I was reading about the EM algorithm (https://en.wikipedia.org/wiki/Expectation%E2%80%93maximization_algorithm) - this algorithm is used for optimizing functions (e.g. the Likelihood Functions belonging to Statistical Models).
I have heard that in the context of optimizing the Likelihood Function for Mixture Models in Statistics (https://en.wikipedia.org/wiki/Mixture_model), the EM algorithm is preferred to more common algorithms such as Gradient Descent. Apparently, this is because the Likelihood Function of Mixture Models is usually "multi-modal" (e.g. a Mixture Model is a mixture of several Normal Distributions and each Normal Distribution has a "mode" - therefore, a Mixture Model is almost guaranteed to be "multi-modal").
What I am having difficulty in understand is the following point : Why should the EM algorithm be any more suited for optimizing "Multi-Modal" functions compared to Gradient Descent?
That is, by considering the mathematical properties of "Multi-Modal" functions, the EM algorithm and Gradient Descent - how can we use these mathematical properties to rationalize why the EM algorithm is more suited for optimizing "Multi-Modal" functions compared to Gradient Descent?
Thanks!
Note: My guess is that perhaps the EM algorithm might be "less computationally expensive" compared to Gradient Descent?

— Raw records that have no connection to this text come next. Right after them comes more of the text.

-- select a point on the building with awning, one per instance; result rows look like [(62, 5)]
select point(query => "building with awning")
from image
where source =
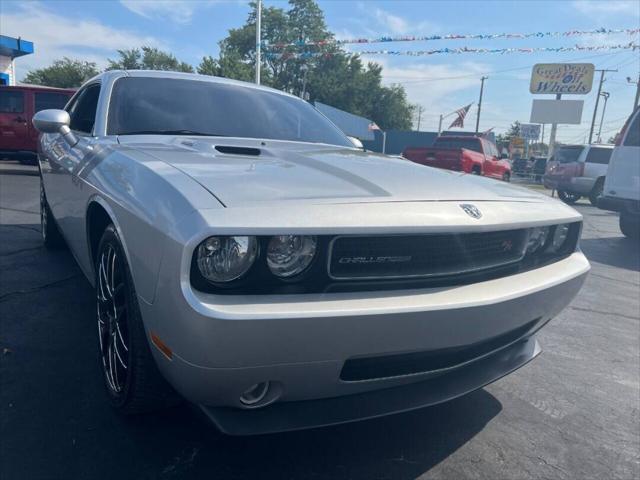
[(10, 49)]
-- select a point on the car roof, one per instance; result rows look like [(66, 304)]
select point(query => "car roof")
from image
[(40, 88), (112, 74)]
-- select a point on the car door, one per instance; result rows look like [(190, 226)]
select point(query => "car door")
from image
[(66, 193), (13, 119), (597, 161), (623, 176)]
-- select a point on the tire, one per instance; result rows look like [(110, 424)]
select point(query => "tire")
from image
[(630, 225), (568, 198), (133, 382), (596, 191), (51, 235)]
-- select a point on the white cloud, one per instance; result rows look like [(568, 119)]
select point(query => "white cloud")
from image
[(56, 36), (397, 25), (598, 8), (180, 11), (393, 23)]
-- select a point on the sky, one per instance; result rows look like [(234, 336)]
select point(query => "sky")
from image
[(95, 30)]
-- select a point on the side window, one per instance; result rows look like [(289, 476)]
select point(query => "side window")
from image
[(633, 135), (599, 155), (83, 110), (46, 100), (11, 101)]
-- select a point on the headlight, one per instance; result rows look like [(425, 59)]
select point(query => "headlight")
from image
[(559, 237), (537, 238), (289, 255), (223, 259)]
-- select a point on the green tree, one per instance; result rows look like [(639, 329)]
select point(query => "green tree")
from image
[(148, 58), (325, 72), (65, 73)]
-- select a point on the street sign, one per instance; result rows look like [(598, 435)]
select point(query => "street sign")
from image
[(530, 131), (557, 111), (562, 78)]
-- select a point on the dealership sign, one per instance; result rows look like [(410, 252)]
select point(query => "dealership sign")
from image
[(562, 78), (530, 131)]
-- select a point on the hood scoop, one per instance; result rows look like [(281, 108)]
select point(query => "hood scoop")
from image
[(231, 150)]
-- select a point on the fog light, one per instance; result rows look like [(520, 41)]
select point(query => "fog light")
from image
[(537, 238), (255, 394), (559, 237)]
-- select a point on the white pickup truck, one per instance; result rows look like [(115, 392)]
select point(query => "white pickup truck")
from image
[(621, 191)]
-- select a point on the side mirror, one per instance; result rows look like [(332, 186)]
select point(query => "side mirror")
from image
[(55, 121), (356, 142)]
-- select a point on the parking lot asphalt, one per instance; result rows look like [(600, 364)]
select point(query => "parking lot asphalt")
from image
[(572, 413)]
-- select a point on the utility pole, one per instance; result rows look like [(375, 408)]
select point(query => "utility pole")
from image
[(604, 108), (258, 40), (305, 70), (420, 109), (637, 84), (595, 110), (482, 79), (552, 135)]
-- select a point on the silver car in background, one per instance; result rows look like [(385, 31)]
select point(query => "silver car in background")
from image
[(248, 258), (577, 171)]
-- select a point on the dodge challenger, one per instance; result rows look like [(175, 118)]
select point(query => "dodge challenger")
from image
[(248, 258)]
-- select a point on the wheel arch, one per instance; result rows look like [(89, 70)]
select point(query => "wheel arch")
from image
[(98, 216)]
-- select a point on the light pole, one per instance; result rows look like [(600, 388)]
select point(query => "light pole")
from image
[(482, 79), (637, 84), (304, 69), (595, 109), (604, 108), (258, 40)]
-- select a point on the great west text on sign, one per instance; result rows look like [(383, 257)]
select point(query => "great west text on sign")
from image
[(564, 78)]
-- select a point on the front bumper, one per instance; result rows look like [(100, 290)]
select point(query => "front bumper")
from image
[(287, 416), (224, 344)]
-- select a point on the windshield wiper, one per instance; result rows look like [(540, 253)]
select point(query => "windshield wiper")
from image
[(172, 132)]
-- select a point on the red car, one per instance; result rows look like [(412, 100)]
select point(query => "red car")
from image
[(18, 138), (463, 154)]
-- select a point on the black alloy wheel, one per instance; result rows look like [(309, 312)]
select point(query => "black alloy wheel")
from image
[(112, 319), (132, 379)]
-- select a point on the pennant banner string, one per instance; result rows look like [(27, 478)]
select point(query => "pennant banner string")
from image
[(461, 50), (455, 36)]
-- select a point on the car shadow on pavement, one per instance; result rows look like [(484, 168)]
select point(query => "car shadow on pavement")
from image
[(399, 446), (55, 421), (620, 252)]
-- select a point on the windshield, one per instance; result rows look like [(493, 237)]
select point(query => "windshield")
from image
[(192, 107), (469, 144), (568, 154)]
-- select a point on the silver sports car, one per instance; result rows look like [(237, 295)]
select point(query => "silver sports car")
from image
[(247, 257)]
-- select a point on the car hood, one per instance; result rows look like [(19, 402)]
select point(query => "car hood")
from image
[(242, 172)]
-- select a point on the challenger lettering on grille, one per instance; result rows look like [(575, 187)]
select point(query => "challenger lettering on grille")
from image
[(361, 260)]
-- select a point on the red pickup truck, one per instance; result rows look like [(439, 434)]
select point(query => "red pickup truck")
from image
[(18, 137), (463, 154)]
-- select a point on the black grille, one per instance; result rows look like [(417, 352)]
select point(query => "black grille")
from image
[(423, 255), (358, 369)]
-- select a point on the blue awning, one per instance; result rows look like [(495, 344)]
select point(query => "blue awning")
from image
[(14, 47)]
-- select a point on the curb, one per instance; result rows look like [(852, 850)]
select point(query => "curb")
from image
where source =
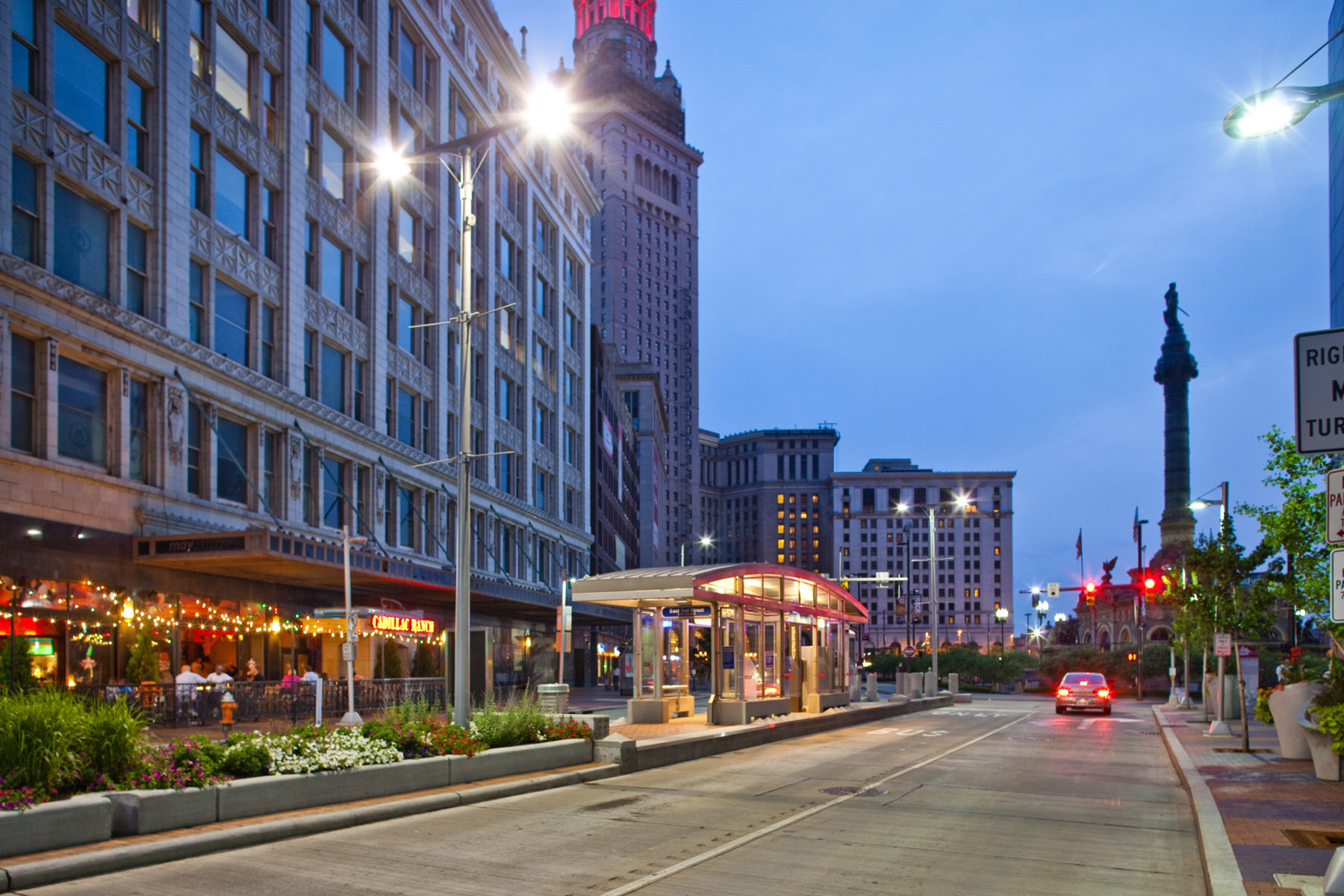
[(1222, 874), (53, 871)]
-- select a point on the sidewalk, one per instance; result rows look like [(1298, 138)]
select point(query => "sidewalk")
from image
[(1278, 818)]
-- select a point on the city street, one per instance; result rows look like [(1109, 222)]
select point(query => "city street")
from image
[(999, 795)]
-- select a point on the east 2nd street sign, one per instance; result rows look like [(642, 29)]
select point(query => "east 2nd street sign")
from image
[(1319, 379)]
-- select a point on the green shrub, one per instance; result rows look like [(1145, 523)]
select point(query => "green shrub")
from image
[(246, 759), (519, 722)]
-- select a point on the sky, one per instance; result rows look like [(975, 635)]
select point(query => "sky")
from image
[(948, 227)]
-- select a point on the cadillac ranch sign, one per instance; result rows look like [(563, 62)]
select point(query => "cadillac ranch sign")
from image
[(398, 623)]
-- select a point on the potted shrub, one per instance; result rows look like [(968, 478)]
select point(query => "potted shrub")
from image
[(1293, 691), (1323, 723)]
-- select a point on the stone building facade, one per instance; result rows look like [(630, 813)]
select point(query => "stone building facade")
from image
[(211, 311), (645, 238)]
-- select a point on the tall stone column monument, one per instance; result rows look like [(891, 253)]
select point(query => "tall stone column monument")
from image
[(1175, 370)]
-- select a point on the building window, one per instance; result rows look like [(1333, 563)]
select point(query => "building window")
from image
[(23, 394), (23, 47), (334, 267), (81, 85), (137, 460), (231, 461), (334, 166), (82, 413), (81, 240), (335, 62), (194, 444), (25, 240), (137, 125), (334, 503), (137, 267), (198, 171), (233, 72), (233, 196), (334, 378), (233, 323)]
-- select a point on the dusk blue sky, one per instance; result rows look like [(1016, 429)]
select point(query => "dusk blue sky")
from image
[(947, 228)]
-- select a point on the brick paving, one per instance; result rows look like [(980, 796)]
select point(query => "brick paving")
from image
[(1260, 797)]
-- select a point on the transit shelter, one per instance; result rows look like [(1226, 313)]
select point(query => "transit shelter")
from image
[(771, 638)]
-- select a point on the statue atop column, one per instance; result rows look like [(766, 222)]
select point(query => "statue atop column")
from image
[(1175, 370)]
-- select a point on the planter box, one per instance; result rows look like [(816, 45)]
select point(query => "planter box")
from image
[(1283, 706), (517, 761), (147, 812), (70, 822), (284, 793), (1330, 766)]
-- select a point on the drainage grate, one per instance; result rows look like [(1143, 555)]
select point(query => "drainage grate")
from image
[(1316, 839), (853, 791)]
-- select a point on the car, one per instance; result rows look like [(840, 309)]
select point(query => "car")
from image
[(1082, 691)]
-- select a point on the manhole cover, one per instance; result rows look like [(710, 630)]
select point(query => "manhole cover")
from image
[(853, 791), (1316, 839)]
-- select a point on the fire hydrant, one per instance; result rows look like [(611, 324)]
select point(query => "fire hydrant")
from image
[(226, 711)]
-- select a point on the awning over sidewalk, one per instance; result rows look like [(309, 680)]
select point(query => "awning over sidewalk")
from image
[(299, 561)]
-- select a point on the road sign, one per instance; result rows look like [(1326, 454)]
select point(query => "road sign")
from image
[(1335, 507), (1337, 586), (1319, 388), (685, 613)]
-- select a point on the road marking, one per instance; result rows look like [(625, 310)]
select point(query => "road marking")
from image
[(806, 813)]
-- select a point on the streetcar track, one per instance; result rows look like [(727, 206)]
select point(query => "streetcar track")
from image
[(806, 813)]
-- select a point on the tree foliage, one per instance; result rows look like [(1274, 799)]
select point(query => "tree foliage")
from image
[(1297, 528)]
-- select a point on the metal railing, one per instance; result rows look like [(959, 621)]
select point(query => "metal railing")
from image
[(296, 702)]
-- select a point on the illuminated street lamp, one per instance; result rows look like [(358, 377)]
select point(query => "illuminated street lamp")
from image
[(547, 117), (1280, 108), (705, 541), (960, 503)]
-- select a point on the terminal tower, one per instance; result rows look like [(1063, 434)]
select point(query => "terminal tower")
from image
[(645, 240)]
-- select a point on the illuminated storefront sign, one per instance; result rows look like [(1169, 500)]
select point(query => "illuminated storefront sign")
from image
[(402, 625)]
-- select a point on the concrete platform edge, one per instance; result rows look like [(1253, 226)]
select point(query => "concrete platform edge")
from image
[(655, 755), (1222, 874), (53, 871)]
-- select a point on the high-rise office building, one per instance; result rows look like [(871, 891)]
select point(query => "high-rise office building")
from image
[(644, 285), (213, 343)]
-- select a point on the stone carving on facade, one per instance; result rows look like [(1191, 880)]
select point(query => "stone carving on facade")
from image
[(175, 413), (296, 467)]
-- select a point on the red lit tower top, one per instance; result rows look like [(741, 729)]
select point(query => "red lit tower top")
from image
[(638, 13)]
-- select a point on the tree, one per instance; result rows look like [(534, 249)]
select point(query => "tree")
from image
[(143, 664), (1297, 528), (1216, 593)]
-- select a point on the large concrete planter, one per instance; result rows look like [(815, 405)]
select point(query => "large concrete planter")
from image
[(1330, 766), (1283, 706), (70, 822)]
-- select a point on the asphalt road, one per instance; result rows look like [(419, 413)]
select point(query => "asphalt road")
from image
[(995, 797)]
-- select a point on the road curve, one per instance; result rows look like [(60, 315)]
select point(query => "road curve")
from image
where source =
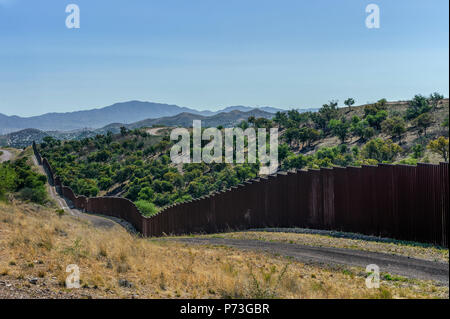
[(393, 264), (97, 221)]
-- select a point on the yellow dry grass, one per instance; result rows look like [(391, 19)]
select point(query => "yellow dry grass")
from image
[(36, 242)]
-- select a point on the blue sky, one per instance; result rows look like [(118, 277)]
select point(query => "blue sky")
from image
[(208, 54)]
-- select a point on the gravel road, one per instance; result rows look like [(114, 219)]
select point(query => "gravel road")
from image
[(97, 221), (393, 264)]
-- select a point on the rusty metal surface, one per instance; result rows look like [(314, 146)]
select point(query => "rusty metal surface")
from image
[(397, 201)]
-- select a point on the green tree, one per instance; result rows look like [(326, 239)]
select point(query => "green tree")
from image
[(376, 120), (424, 121), (382, 151), (349, 102), (339, 128), (417, 106), (394, 126), (435, 98), (417, 150), (439, 146)]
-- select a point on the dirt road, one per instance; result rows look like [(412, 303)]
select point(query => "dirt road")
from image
[(97, 221), (393, 264), (6, 156)]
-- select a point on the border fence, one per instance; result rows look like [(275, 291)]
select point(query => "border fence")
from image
[(396, 201)]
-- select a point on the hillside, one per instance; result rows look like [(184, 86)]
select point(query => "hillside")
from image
[(137, 165), (38, 243)]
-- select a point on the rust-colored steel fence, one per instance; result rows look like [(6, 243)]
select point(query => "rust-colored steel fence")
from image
[(397, 201)]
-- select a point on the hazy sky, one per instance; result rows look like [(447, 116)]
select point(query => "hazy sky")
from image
[(208, 54)]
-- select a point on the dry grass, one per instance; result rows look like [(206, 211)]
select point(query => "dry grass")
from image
[(398, 248), (36, 242)]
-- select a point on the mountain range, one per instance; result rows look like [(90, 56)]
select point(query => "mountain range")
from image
[(25, 137), (125, 113)]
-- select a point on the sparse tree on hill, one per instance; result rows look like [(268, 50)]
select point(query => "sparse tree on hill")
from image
[(439, 146), (394, 126), (435, 98), (424, 121)]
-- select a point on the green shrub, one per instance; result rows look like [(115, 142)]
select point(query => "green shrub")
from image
[(146, 208)]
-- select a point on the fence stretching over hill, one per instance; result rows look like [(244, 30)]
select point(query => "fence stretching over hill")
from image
[(397, 201)]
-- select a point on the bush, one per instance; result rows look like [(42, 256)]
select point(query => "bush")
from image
[(146, 208)]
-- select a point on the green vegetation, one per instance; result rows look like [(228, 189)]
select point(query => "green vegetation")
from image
[(440, 146), (137, 166), (18, 177)]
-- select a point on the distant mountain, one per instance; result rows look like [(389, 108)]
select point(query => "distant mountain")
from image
[(126, 113), (23, 138), (226, 119)]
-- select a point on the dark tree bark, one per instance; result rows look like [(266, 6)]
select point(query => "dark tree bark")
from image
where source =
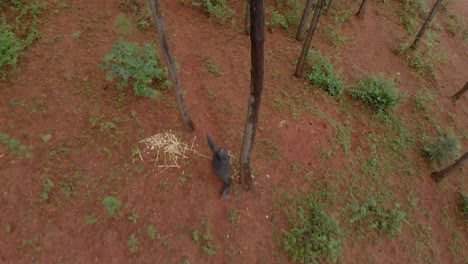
[(426, 24), (257, 40), (362, 9), (457, 96), (305, 16), (329, 7), (310, 34), (247, 17), (439, 175), (159, 23)]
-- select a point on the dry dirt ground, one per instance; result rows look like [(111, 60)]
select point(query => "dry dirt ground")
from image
[(84, 134)]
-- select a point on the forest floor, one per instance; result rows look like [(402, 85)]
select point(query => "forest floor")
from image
[(71, 141)]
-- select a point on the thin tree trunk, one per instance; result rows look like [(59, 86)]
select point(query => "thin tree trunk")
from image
[(362, 9), (305, 16), (257, 40), (310, 34), (426, 24), (159, 23), (439, 175), (247, 17), (329, 7), (457, 96)]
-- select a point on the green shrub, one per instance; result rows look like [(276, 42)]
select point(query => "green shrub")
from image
[(323, 75), (378, 93), (216, 8), (112, 204), (442, 149), (374, 216), (129, 62), (314, 236)]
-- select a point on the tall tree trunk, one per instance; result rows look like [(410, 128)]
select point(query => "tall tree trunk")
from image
[(247, 17), (362, 9), (310, 34), (159, 23), (457, 96), (257, 40), (305, 16), (426, 24), (329, 7), (439, 175)]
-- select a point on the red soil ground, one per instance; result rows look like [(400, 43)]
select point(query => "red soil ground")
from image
[(62, 72)]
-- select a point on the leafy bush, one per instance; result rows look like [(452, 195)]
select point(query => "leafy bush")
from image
[(216, 8), (129, 62), (323, 75), (374, 216), (378, 93), (112, 204), (442, 149), (314, 236)]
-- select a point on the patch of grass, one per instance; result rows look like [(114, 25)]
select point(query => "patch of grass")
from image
[(373, 216), (212, 66), (314, 237), (323, 74), (133, 243), (112, 204), (442, 149), (46, 188), (377, 92), (129, 62), (202, 237), (217, 9), (15, 147)]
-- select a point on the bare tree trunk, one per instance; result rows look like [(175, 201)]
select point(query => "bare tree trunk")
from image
[(457, 96), (257, 40), (159, 23), (329, 7), (247, 17), (362, 9), (426, 24), (310, 34), (305, 16), (439, 175)]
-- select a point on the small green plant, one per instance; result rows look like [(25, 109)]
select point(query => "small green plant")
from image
[(218, 9), (90, 219), (379, 93), (133, 217), (276, 19), (15, 147), (372, 215), (314, 236), (441, 149), (112, 204), (133, 243), (323, 75), (46, 188), (76, 35), (129, 62), (202, 237)]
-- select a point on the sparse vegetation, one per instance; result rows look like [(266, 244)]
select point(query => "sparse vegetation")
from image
[(202, 237), (378, 92), (323, 75), (128, 62), (314, 236), (372, 215), (112, 204)]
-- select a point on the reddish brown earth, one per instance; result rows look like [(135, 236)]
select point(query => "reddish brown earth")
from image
[(63, 74)]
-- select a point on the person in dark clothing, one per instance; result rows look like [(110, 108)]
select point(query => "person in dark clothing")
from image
[(221, 165)]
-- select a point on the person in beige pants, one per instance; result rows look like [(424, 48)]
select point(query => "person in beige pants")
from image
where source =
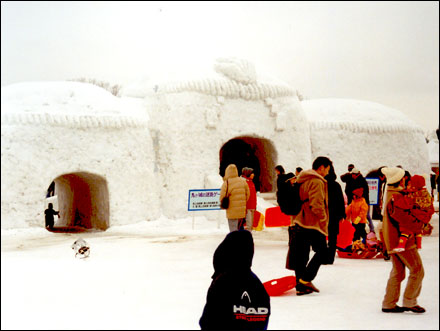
[(409, 258)]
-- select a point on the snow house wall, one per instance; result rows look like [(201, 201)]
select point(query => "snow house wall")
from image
[(105, 153), (191, 127), (367, 134)]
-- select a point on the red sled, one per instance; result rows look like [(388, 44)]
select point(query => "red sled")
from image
[(278, 286), (275, 217), (360, 255)]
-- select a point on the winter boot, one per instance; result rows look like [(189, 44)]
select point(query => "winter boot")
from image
[(301, 289), (308, 285)]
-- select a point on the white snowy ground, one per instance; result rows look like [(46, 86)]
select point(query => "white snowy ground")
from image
[(155, 275)]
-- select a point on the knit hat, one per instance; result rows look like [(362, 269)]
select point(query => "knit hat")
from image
[(393, 174), (358, 192), (417, 182)]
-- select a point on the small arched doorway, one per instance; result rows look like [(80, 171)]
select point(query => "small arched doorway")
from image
[(83, 202), (253, 152)]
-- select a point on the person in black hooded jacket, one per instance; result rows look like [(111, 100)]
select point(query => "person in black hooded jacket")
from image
[(236, 299), (336, 210)]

Do either of these algorithms have any theoretical convergence properties that could be used to explain the traditional preference of EM over Gradient Descent in "Multi-Modal" FUnctions?
References:
Thanks!
You’re fixated with gradient descent… Gradient descent is by far the worst possible optimization algorithm ever - unless you qualify it better by describing which “improved” variant of gradient descent we are talking about, whatever that means.
It’s no surprise that EM is superior. Is BFGS superior to gradient descent? Most likely it is. Is SLSQP superior to gradient descent? Most likely it is. Is GRG superior to gradient descent? Most likely it is.
Do you have a single computational experiment - excluding idiotic simple quadratic objective functions - that shows gradient descent outperforming all other methods?